Sein Debüt in der italienischen Kunstszene ist 1984 mit Extemporanea, der Ausstellung, die die Wiedereröffnung der legendären römischen Galerie l'Attico von Fabio Sargentini markiert, die Ragalzi in den kommenden Jahren viele persönliche Ausstellungen widmen sollte.
1985 nimmt er an der Ausstellung Anniottanta in der Galerie für Moderne Kunst in Bologna teil.
Im selben Jahr wird er in das Museo de Arte in Sao Paulo, Brasilien, eingeladen und einige seiner Werke werden in der Ausstellung L'Italie Aujourd'hui präsentiert, die vom Centre Nazionale d'Art Contemporain in Nizza veranstaltet wird und an der er 1986 teilnimmt zur Frankfurt-Hannover-Wien Wanderausstellung Aspekte der Italienischen Kunst 1960/1985, kuratiert von Renato Barilli.
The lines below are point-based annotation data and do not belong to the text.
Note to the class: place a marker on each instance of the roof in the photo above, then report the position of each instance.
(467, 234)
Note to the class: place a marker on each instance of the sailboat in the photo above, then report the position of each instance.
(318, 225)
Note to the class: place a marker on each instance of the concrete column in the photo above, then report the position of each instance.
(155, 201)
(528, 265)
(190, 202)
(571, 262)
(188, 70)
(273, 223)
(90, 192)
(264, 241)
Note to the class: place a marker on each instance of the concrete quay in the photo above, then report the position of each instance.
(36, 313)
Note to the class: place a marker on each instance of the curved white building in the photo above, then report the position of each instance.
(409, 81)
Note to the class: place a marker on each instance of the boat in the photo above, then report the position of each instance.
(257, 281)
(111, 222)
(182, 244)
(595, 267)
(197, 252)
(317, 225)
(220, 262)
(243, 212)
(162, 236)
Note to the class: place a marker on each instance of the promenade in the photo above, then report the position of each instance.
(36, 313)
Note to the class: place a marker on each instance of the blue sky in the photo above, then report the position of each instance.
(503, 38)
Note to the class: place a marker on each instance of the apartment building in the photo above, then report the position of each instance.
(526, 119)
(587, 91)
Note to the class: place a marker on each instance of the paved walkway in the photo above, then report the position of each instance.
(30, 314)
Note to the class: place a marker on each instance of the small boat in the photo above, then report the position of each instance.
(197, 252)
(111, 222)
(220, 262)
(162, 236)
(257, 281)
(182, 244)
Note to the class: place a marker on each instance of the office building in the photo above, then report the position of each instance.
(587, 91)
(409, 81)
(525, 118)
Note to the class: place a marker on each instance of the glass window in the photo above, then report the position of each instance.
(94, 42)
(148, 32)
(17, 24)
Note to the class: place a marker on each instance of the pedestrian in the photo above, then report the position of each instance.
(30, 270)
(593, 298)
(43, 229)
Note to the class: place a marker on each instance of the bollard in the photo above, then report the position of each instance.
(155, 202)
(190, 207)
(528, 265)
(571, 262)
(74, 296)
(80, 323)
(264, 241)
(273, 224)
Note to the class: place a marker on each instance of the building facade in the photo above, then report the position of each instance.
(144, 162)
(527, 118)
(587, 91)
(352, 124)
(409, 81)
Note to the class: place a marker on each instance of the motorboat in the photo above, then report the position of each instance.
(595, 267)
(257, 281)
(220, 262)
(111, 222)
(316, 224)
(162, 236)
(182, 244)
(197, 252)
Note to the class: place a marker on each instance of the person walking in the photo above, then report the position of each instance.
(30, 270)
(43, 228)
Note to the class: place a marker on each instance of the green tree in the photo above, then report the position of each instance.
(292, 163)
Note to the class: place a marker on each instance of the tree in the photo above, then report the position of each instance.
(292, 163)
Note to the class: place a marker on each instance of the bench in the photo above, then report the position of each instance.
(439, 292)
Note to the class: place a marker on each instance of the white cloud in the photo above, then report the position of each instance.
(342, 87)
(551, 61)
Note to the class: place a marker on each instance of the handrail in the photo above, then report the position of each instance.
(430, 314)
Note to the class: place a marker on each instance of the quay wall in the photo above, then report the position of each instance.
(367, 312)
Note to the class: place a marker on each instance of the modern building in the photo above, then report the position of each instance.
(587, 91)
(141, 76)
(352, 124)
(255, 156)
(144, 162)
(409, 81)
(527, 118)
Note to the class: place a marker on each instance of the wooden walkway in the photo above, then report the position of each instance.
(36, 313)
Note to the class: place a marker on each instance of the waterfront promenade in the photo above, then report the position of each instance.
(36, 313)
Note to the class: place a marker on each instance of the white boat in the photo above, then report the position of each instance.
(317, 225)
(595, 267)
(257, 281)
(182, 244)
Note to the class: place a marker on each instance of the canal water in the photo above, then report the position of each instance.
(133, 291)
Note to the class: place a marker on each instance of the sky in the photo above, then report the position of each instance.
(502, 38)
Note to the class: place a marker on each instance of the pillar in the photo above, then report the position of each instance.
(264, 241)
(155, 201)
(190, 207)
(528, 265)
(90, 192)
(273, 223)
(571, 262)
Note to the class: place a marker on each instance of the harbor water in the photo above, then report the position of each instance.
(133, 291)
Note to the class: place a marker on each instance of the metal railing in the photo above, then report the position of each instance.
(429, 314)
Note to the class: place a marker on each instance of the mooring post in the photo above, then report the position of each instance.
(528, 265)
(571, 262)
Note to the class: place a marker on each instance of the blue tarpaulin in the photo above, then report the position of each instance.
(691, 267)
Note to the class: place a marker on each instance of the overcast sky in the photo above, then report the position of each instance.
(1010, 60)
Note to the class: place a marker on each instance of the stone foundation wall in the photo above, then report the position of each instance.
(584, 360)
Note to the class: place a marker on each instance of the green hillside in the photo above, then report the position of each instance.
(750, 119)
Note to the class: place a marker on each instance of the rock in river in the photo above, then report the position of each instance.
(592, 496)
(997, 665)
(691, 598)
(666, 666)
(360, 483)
2001 werden seine Skulpturen in der Ausstellung Italian sculpture in the 20th-Century, Italy-Japan 2001-2002 präsentiert, die in den drei japanischen Museen für moderne Kunst in Ibaraki, Yokoana und Kagoshima zu sehen ist.
2007 wird in den Industrieanlagen von Pagliero in Castellamonte (Turin) eine anthologische Ausstellung organisiert.
Die wichtigsten Einzelausstellungen im Jahr 2008 sind: Acquario in der Galerie Allegretti in Turin, Voliere in der Galerie Delloro in Rom, Due insetti neri im Schloss Rivara und Pioggia Nera bei Grossetti Contemporary Art in Mailand.
2010 wurde die Installation Genetica 2093 im Auditorium von Rom, im Superstudio Più in Mailand, in der Lucas Carrieri Art Gallery im Rahmen der 6. Berlin Biennale of Contemporary Art, in der Via Palazzo di Città in Turin und im Castello di Rivara präsentiert . Im September 2010 wurde die Installation Genetica 2093 im MACRO Museum in Rom präsentiert.